Visualizing Urban Inequality

The city of the third world is a city of fragments…

Marcello Balbo, 1993

Inequality Matters

Socioeconomic inequality has increased in all regions of the world since the 1980s (Piketty, 2020). While inequality among countries is declining in relative terms, inequality within countries has increased in many high, middle and low-income countries (UN DESA, 2020). Highly unequal societies grow more slowly, are less successful at sustaining economic growth, and less effective at reducing poverty.

Why Urban?

More than half of the world’s population now lives in urban areas. The proportion of people living in cities has been rapidly expanding, and by 2050, the global population living in urban areas is expected to increase to 68% (UN DESA, 2018). This dramatic urban transformation has been accompanied by concerning patterns of inequality, fragmentation, and heightened socioeconomic and environmental vulnerability. While there are uneven levels of development between rural and urban areas, cities exhibit high levels of inequality characterized by extremes of wealth and poverty.
Economic, political, and social factors play crucial roles in shaping how inequality manifests in cities, and spatial patterns point to the outcomes of these factors. The location of services and infrastructure reveal that the resources necessary to support economic and human development are unevenly distributed. Factors like the built environment, city planning, and topography can shed light on settlement patterns and inequality within cities.

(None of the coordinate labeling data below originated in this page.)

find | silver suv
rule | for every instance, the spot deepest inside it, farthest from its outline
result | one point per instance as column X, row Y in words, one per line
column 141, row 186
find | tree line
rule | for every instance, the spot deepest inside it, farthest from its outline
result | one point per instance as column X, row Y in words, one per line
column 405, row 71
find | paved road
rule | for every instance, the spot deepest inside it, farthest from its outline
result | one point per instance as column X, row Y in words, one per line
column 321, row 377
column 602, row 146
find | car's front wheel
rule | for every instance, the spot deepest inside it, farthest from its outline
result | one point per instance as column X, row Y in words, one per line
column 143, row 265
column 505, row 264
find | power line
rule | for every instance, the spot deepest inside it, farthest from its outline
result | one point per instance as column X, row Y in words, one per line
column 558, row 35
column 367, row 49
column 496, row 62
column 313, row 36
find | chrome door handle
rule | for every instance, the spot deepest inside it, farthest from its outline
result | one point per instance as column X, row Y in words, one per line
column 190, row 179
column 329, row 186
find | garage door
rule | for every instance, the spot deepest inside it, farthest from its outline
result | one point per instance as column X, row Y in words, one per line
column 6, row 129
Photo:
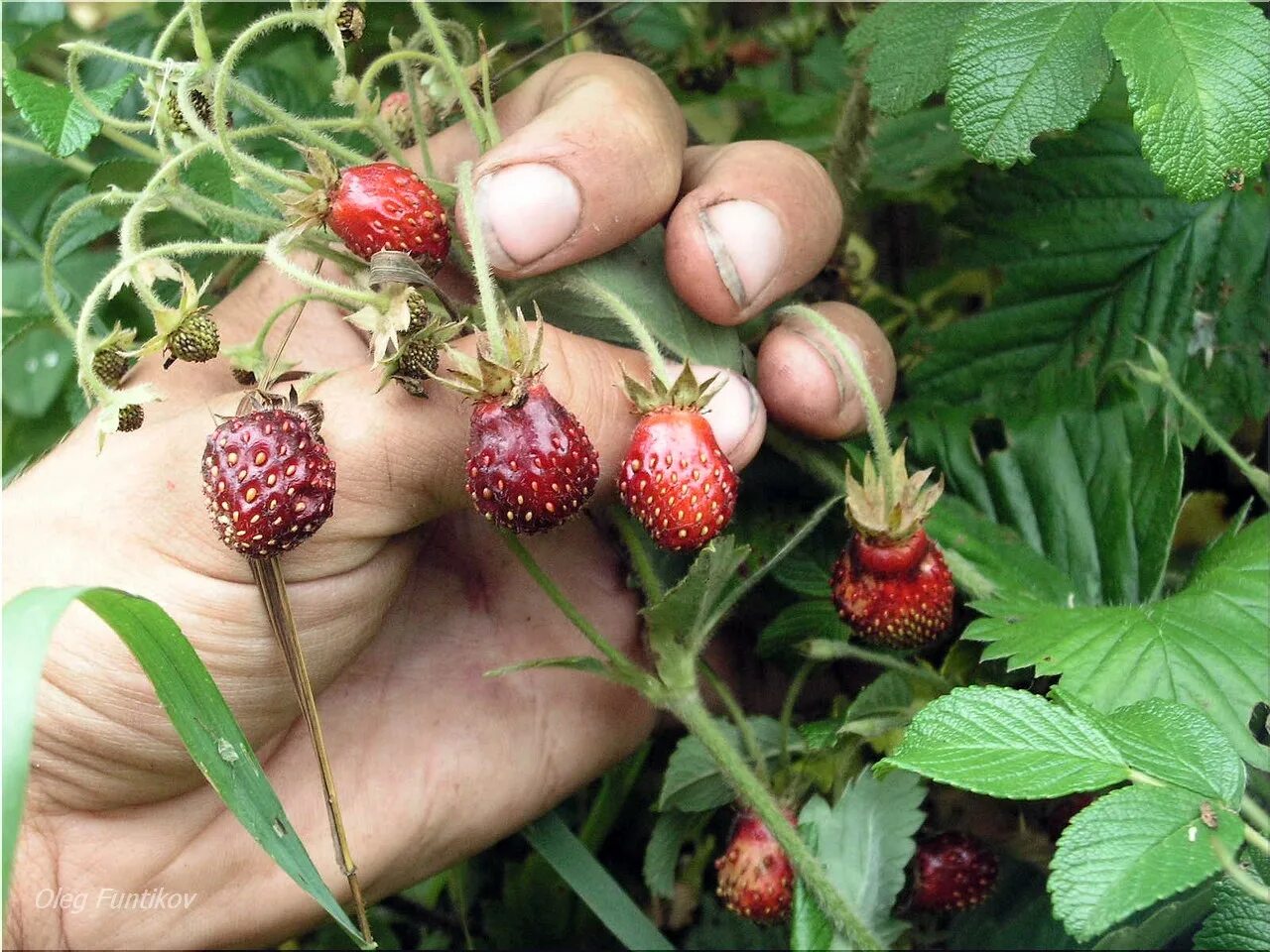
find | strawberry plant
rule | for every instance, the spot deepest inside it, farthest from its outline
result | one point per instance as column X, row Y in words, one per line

Visualizing Urban Inequality

Though inequality within cities occurs across the world, there is limited research on inequality throughout regions of the Global South. The VU Inequality research team sought to create a better understanding of urban inequality across the Global South by identifying spatial patterns and differences in urban form in areas like access to land, housing, and transportation. VU Inequality presents a series of comparative maps to visualize the ways that inequality manifests across cities in Africa, Asia and Latin America.